4.2. De kamer is van oordeel dat de notaris ten aanzien van alle klachtonderdelen op een correcte wijze heeft gehandeld en alles heeft gedaan wat klaagster van de notaris mocht verwachten. De notaris staat buiten het geschil tussen klaagster en de man. De notaris was benaderd door de man om de levering te verzorgen en de man was hiertoe (ten aanzien van de woning) bevoegd – ook namens klaagster – volgens het kort gedingvonnis. De notaris diende hieraan mee te werken gezien zijn ministerieplicht. Uit de overgelegde stukken blijkt dat de notaris oog heeft gehad voor de belangen van klaagster en – ondanks de tijdsdruk voor de levering van 19 februari 2024 – het overzicht in het dossier heeft bewaard. De notaris heeft onweersproken aangevoerd dat hij er bij de man op heeft aangedrongen de contactgegevens van klaagster te ontvangen en dat hij deze ontving na de inschrijving van de koopovereenkomst in het kadaster (op 10 januari 2024). Spoedig hierna (op 19 januari 2024) heeft de notaris klaagster aangeschreven en vervolgens heeft hij de vragen van klaagster adequaat en tijdig beantwoord en stukken verstrekt. Dat klaagster het niet eens was met de verkoop en met de verkoopprijs, doet hier niet aan af. De notaris heeft gemotiveerd toegelicht op basis waarvan hij oordeelde dat de verkoopprijs marktconform was en die motivering is door klaagster niet weersproken. Verder heeft de notaris toegelicht dat hij door nalezing van het kort gedingvonnis zich realiseerde dat de man de parkeerplaats niet kon leveren en dat vervolgens de koopprijs voor de woning en parkeerplaats is gesplitst door de man (met zijn makelaar) en de kopers, waarna de notaris meende wel medewerking te moeten verlenen aan de levering van de woning. De kamer is van oordeel dat dit een correcte handelwijze was en dat de notaris met dit laatste besluit mede het belang van klaagster heeft gediend, aangezien klaagster een van de verkopers was en (ook) zij een boete zou verbeuren indien de levering niet (tijdig) zou plaatsvinden. Het depot is ingesteld conform de voorwaarden zoals vastgelegd in het kort gedingvonnis en ter zitting heeft de notaris (onweersproken) toegelicht dat het depotbedrag nog steeds onaangeroerd op de derdengeldrekening aanwezig is, in afwachting van de uitkomst van het overleg tussen klaagster en de man.

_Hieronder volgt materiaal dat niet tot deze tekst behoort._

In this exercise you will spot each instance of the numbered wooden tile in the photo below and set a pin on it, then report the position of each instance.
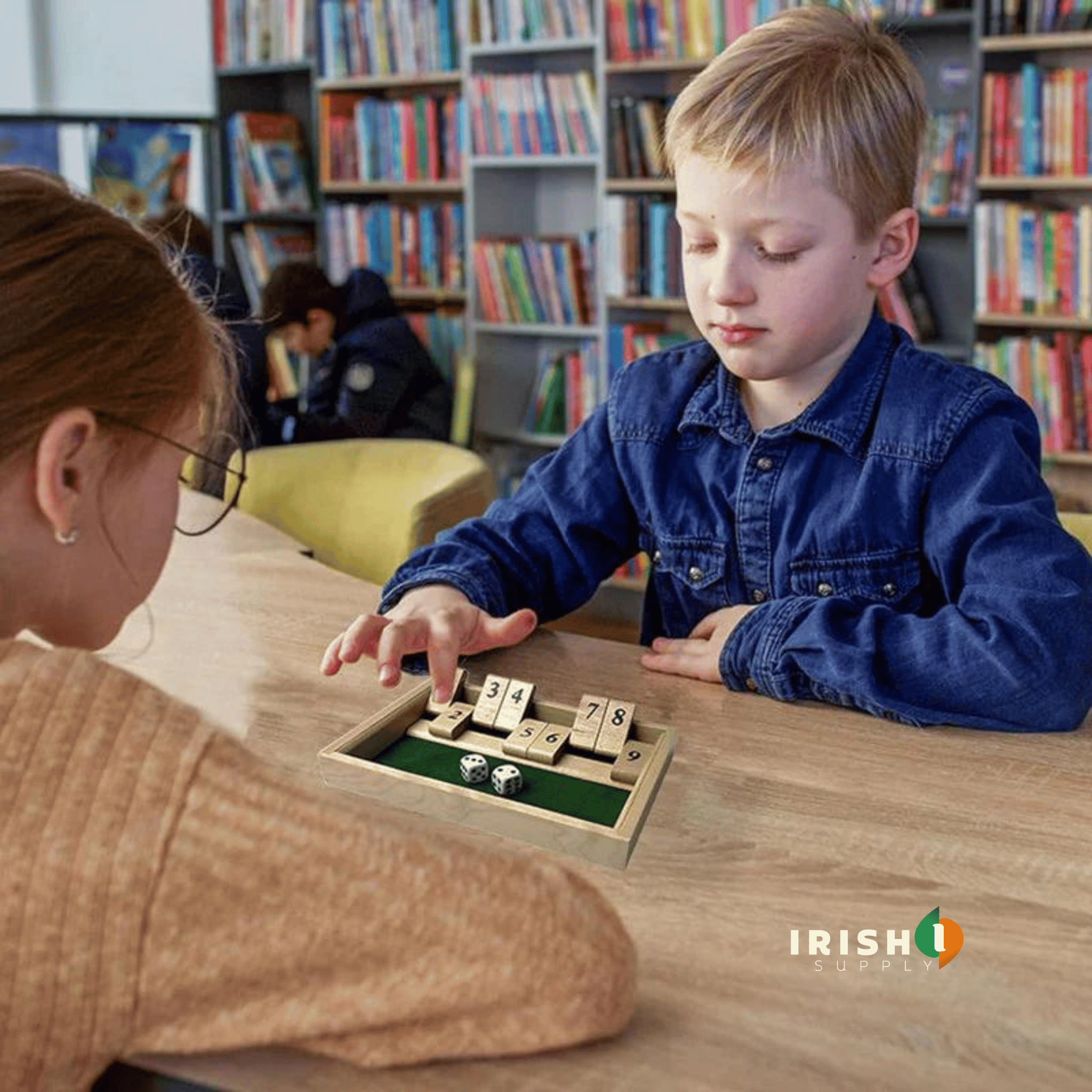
(519, 741)
(451, 721)
(489, 700)
(588, 722)
(515, 706)
(631, 762)
(439, 707)
(617, 720)
(548, 745)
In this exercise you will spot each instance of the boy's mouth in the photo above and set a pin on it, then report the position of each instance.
(736, 334)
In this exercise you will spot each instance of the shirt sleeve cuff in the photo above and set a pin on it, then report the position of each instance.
(752, 657)
(460, 579)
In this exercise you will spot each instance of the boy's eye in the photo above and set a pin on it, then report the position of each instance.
(782, 257)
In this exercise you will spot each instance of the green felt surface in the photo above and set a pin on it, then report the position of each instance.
(542, 789)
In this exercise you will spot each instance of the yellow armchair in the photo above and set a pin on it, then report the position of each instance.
(363, 506)
(1079, 525)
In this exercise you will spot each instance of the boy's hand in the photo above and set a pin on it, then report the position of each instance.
(435, 619)
(698, 655)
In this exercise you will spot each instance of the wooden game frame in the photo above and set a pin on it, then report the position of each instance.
(590, 841)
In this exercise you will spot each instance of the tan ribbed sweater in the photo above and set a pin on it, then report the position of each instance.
(163, 890)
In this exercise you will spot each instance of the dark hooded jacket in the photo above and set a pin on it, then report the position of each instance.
(377, 379)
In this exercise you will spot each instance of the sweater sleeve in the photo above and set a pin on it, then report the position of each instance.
(288, 917)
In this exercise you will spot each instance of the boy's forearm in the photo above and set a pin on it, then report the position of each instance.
(1011, 649)
(949, 669)
(569, 527)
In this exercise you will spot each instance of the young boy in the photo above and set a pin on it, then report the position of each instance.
(371, 376)
(831, 513)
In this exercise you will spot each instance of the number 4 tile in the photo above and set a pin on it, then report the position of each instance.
(515, 706)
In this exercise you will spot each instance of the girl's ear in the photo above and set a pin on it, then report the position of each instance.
(62, 471)
(896, 244)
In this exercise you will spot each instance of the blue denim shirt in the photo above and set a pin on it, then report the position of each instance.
(897, 536)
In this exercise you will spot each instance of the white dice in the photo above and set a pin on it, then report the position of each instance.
(507, 780)
(474, 769)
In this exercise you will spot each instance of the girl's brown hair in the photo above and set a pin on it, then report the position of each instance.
(814, 86)
(92, 314)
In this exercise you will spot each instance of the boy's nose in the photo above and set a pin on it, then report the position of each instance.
(730, 285)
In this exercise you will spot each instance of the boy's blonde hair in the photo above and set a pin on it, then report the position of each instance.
(812, 85)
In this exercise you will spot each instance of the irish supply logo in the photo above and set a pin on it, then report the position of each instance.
(938, 940)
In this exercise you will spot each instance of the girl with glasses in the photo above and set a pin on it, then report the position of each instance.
(163, 890)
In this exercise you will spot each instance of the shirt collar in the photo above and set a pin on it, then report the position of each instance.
(841, 414)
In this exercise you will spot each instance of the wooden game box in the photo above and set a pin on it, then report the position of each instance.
(573, 806)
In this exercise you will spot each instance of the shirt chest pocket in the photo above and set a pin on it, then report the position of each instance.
(892, 577)
(689, 571)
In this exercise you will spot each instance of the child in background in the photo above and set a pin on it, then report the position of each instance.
(831, 513)
(188, 236)
(164, 892)
(371, 375)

4.3. Al met al valt gelet op het voorgaande niet in te zien dat de notaris anders had moeten handelen of verkeerd heeft gehandeld. De kamer is daarom van oordeel dat de klacht op alle onderdelen ongegrond moet worden verklaard.

5. De beslissing

De kamer voor het notariaat in het ressort Arnhem-Leeuwarden:

- verklaart de klacht op alle onderdelen ongegrond.

Deze beslissing is gegeven door mrs. M.L. Braaksma, voorzitter, R.C.C. van Leest, M.R.H. Goossens, B.B. van Dis en mr. J.P.W.H.T. Becks, leden, en mondeling uitgesproken op 18 oktober 2024 in tegenwoordigheid van mr. M.C.R. van Lent, secretaris.

Waarvan proces-verbaal,

De secretaris De voorzitter

Tegen deze beslissing van de kamer voor het notariaat kunnen partijen binnen dertig dagen na de datum van verzending van deze beslissing hoger beroep instellen bij het gerechtshof Amsterdam, Postbus 1312, 1000 BH Amsterdam.